Annick de Souzenelle, à l’inverse de nombre d’exégètes, refuse de replacer le texte dans un contexte historique ou dans une temporalité quelconque.
Voici maintenant ce qu’elle dit du Bereshit. Vous constaterez que nous sommes là en pleine philosophie de l’éveil, à mille lieux des complexités illusoires et inutiles de magistes ou pseudo-kabbalistes.
« La Tradition mystique juive nous rapporte que la Torah est contenue toute entière dans le premier Livre, la Genèse, appelée en hébreu Bereshit, du premier mot qui, poursuit la Tradition, contient à lui seul la totalité de ce Livre ; (…)
Tout d’abord, il n’est pas un « commencement », concept qui s’inscrit dans une catégorie historique, celle du temps de l’exil. Or, les deux premiers chapitres de la Genèse, que nous allons parcourir, racontent l’histoire de nos origines, en amont de l’exil et de ses « ténèbres extérieures », c’est-à-dire en un espace et un temps propres à l’intériorité de l’être. Bereshit dit précisément le « principe » de l’être – ce que traduisent le grec et le latin, respectivement par ‘En ‘Arche et In principio.
Ce temps ontologique ne peut être rendu que par un prison. Ce principe m’habite, nous habite tous, dans les profondeurs insondables de notre être. Dans la suite du récit biblique il sera parfois appelé l’ « orient » de l’être, référant à une mystérieuse géographie intérieure ; ou encore le « très antique » dans le temps qui correspond à cette espace intérieur et qui rejoint l’éternité… »
Quête de l’éternité dans un ici et maintenant constitué par un non-temps, tel est le chemin des lettres sur lequel nous conduit Annick de Souzenelle, le chemin de l’Alliance avec sa nature originelle et ultime.

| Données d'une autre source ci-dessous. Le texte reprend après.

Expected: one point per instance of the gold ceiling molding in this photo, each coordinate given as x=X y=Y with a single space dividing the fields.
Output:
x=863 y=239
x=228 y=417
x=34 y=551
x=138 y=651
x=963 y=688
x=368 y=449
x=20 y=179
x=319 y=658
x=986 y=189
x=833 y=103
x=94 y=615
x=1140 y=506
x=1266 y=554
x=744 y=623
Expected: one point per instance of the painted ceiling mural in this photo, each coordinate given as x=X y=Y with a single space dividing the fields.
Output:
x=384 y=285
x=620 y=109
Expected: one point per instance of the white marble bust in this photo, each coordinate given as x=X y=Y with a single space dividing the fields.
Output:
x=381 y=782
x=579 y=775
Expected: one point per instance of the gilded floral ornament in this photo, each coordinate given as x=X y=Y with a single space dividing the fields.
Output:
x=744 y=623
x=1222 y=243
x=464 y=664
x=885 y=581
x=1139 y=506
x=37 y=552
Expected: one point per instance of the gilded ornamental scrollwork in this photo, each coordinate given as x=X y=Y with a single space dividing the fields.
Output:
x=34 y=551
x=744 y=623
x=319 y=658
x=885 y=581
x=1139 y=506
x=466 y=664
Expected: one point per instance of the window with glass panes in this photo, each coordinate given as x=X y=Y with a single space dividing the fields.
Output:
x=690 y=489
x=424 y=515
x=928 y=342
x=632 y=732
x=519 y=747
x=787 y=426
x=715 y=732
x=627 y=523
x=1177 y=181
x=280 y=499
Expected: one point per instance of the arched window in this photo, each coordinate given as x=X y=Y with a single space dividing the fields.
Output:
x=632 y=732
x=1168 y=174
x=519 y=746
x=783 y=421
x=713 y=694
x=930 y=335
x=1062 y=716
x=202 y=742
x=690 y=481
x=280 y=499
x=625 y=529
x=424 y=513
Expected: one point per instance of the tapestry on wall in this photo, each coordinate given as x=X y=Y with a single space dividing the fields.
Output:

Certains spécialistes contesteront la validité de telle ou telle proposition ou interprétation. Là n’est pas la question. Il ne s’agit pas de savoir si Annick de Souzenelle dit juste ou dit vrai, le langage ne permet pas le Réel, mais si son propos éveille ou s’il endort. Or, nul doute à ce sujet, Annick de Souzenelle fait bien partie de ces éveilleurs qui sortent l’être humain de sa torpeur pour lui rappeler qui il est.
En cela Frédéric Lenoir sera d’accord avec nous : « Annick de Souzenelle s’apparente davantage pour moi à un maître spirituel qui éclaire ses disciples à partir de son expérience, qu’à un savant qui tente de fournir une interprétation rationnelle du texte pouvant faire école et rationaliser. »
Ce livre est important pour l’étude dans les loges maçonniques et martinistes mais aussi, en profondeur, pour ceux qui approchent les voies directes.